FYI.

This story is over 5 years old.

Music

Health Experts Urge All UK Festivals to Offer Drug Testing

The Royal Society for Public Health aim to reduce drug-related deaths, which have steadily been on the rise.
Photo of Reading Festival by Sam Neill

UK charity Royal Society for Public Health (RSPH) are calling on music festivals and clubs to allow patrons to test their drugs in order to reduce harm.

Today on their website, RSPH proposed the measure in response to an upwards trend in drug-related deaths across the UK. Deaths in England and Wales resulting from use of popular club drug ecstasy, specifically, have increased from ten in 2010 to 57 in 2015. They also pointed out the high-profile legal battle involving Fabric London, which last year was closed down (and since reopened) following two drug-related deaths in the span of nine weeks.

Advertisement

RSPH attributed the rise to an increase in the strength of ecstasy pills, as well the presence of "toxic substances" such as PMMA which can either lace or be mis-labeled entirely as ecstasy, a drug that approximately 12 percent of regular clubbers have been found to ingest in the past year.

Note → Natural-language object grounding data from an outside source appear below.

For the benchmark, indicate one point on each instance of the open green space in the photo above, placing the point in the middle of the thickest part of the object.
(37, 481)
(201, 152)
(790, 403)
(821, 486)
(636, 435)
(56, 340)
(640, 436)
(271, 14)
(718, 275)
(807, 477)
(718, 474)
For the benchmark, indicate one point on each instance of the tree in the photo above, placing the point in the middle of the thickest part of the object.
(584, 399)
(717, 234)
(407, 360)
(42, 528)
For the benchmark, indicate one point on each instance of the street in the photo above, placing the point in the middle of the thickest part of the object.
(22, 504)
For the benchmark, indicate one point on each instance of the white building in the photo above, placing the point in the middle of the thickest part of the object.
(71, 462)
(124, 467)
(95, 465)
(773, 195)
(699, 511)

Last year, two UK music festivals, Secret Garden Party and Kendal Calling, partnered with harm reduction group The Loop to host drug-testing services at their events; a study found that nearly one in five users deposed of their drugs after seeing what was in them. "If drug users can be reasonably sure of what they are actually taking," RSPH write, "then they will be better placed to make informed decisions about if and how to take these substances, and so are less likely to have an adverse reaction or overdose as a result."

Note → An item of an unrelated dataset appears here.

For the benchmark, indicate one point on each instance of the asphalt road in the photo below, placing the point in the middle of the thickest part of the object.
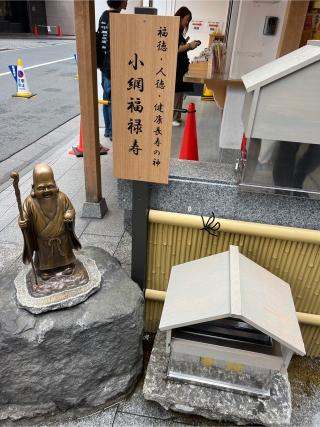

Multiple music festivals including Reading and Leeds are expected to allow drug testing this summer.

Drug testing, however, is still very controversial. British psychiatrist, psychopharmacologist, and former government official David Nutt told THUMP last June that these testing kits only provide a partial picture when it comes to determining a drug's composition. "We've seen some progress when big clubs have mass spectrometers that fully work out the exact range of substances that might be in a pill," Nutt said. "But that's quite tricky, and it takes a lot more analysis to work out how much is in it, rather than what is in it…which is quite complicated and expensive. You can't do it on the side of the road."

"The rise in drug-related deaths at music festivals and night clubs is a growing problem for policy makers, health authorities and events companies alike," stated Shirley Cramer, RSPH chief executive. "While the use of stimulant 'club drugs' such as ecstasy can never be safe, and RSPH supports ongoing efforts to prevent them entering entertainment venues, we accept that a certain level of use remains inevitable in such settings. We therefore believe that a pragmatic, harm reduction response is necessary."